Manuel Igreja

Manuel Igreja

O Estado falhou. O País ardeu. Gente morreu

Palavra de honra que já andava a estranhar. Olhava em redor de nós, de Portugal, e mais para lá das montanhas e para além do mar, e só via e vejo desarrumos, insensatez e tudo sem prumo. Ao mesmo tempo, olhava para dentro do retângulo, e tirando a tragédia dos incêndios de junho e a ópera bufa do assalto ao paiol de Tancos, era um sossego.

Clima muito bom ao jeito de verão a impedir o outono e milhares de turistas nacionais e estrangeiros por aí na boa-vai-ela, a sustentar em grande parte o crescimento económico. Estávamos num quotidiano em verdadeira paz do Senhor. Um verdadeiro remanso nas inquietações que enegrecem o mundo.

Quanto nisto, aí meu Deus! De novo as labaredas irrompem e transformam Portugal num brasume de lés-a-lés. Quinhentos incêndios deflagraram num só dia de domingo. Um verdadeiro domingo negro, com felugem por todo o lado e dezenas de mortos. De novo.
Ainda o relatório cientificamente elaborado e sério tinha acabado de ser dado à estampa e de novo a desgraça. No mais alto dignatário da nação e no mais singelo cidadão grassou a negação. Não podia estar a suceder. Mas estava. Quatro meses volvidos repetia-se a desgraça. O assunto ao velho modo já estava quase esquecido, mas ocupou de novo as pantalhas e os escaparates.

Caso ainda vivêssemos ao jeito e no tempo dos nossos avós, logo todos nos poríamos a benzer com a mão esquerda para espantar o mafarrico por mais nos parecer ser obra dele tal coisa. Cruzes canhoto. Para longe o mau olhado e o mal da inveja. Nada tardaria que topássemos quem devido a ela encomendasse um fazer de trabalho para nos causar muito mal.

Mas não. Vivemos agora e sabemos a causa das coisas. Se não todas e de todas, pelo menos de algumas. Basta atentar um pouco. Refletir, pensar e isolar o que por vezes nos tolda a vista devido a ideias preconcebidas no alfobre dos preconceitos ideológicos ou afins.

Está tudo nos livros. Dizia-se antigamente. Agora está tudo escarrapachado no relatório que ao fim e ao cabo mais não faz do que confirmar que o Estado falhou aqui e agora. Não por ser este governo somente, diga-se antes de mais, pois se fosso outro e a coisa seria a mesma, uma vez que a teia tecida por interesses próprios e pelo feitio que nos é comum, a tal levaria.

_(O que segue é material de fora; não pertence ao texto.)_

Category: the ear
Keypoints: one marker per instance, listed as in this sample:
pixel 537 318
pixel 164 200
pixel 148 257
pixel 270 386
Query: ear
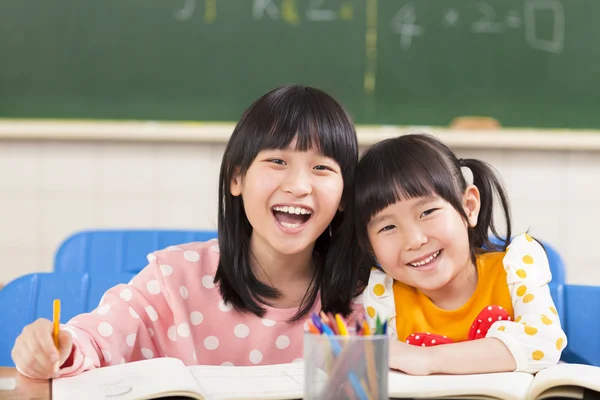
pixel 235 187
pixel 472 204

Durante décadas improvisámos. Fizemos navegação à vista depois de cinquenta anos de viagem em terra firme e com rédea curta. Habituados e atidos às migalhas, rodopiamos junto aos poderes esperando prebendas. Por sua vez, estes atidos sempre às reverências e às alianças que se entrecruzam, nomeavam e nomeiam quem lhes serve e se lhes curva.

Por isso o Estado falhou no problema dos fogos com apagamentos comandados por servis de carreira com ar vagamente militar ao jeito de generais de opereta. Não preveniu porque isso não enche o palco, e falhou no combate porque as baratas tontas não sabem comandar. Não agiu bem e a tempo apesar da desgraça passada e adivinhada.

Portugal ardeu todo. Mas todos somos culpados. Emocionamo-nos, mas não limpámos, não exigimos, e não agimos. O pavio da emoção é curto. Extingue-se coma a mais ténue assopradela. Basta que alguém assobie para olharmos para outro lado.

A cidadania não nos fixa nem a cabeça nem o juízo. Quase nem sabemos o que isso é. Também por isso, o Estado falha, o país arde e muita gente morre. Digo eu. Não sei.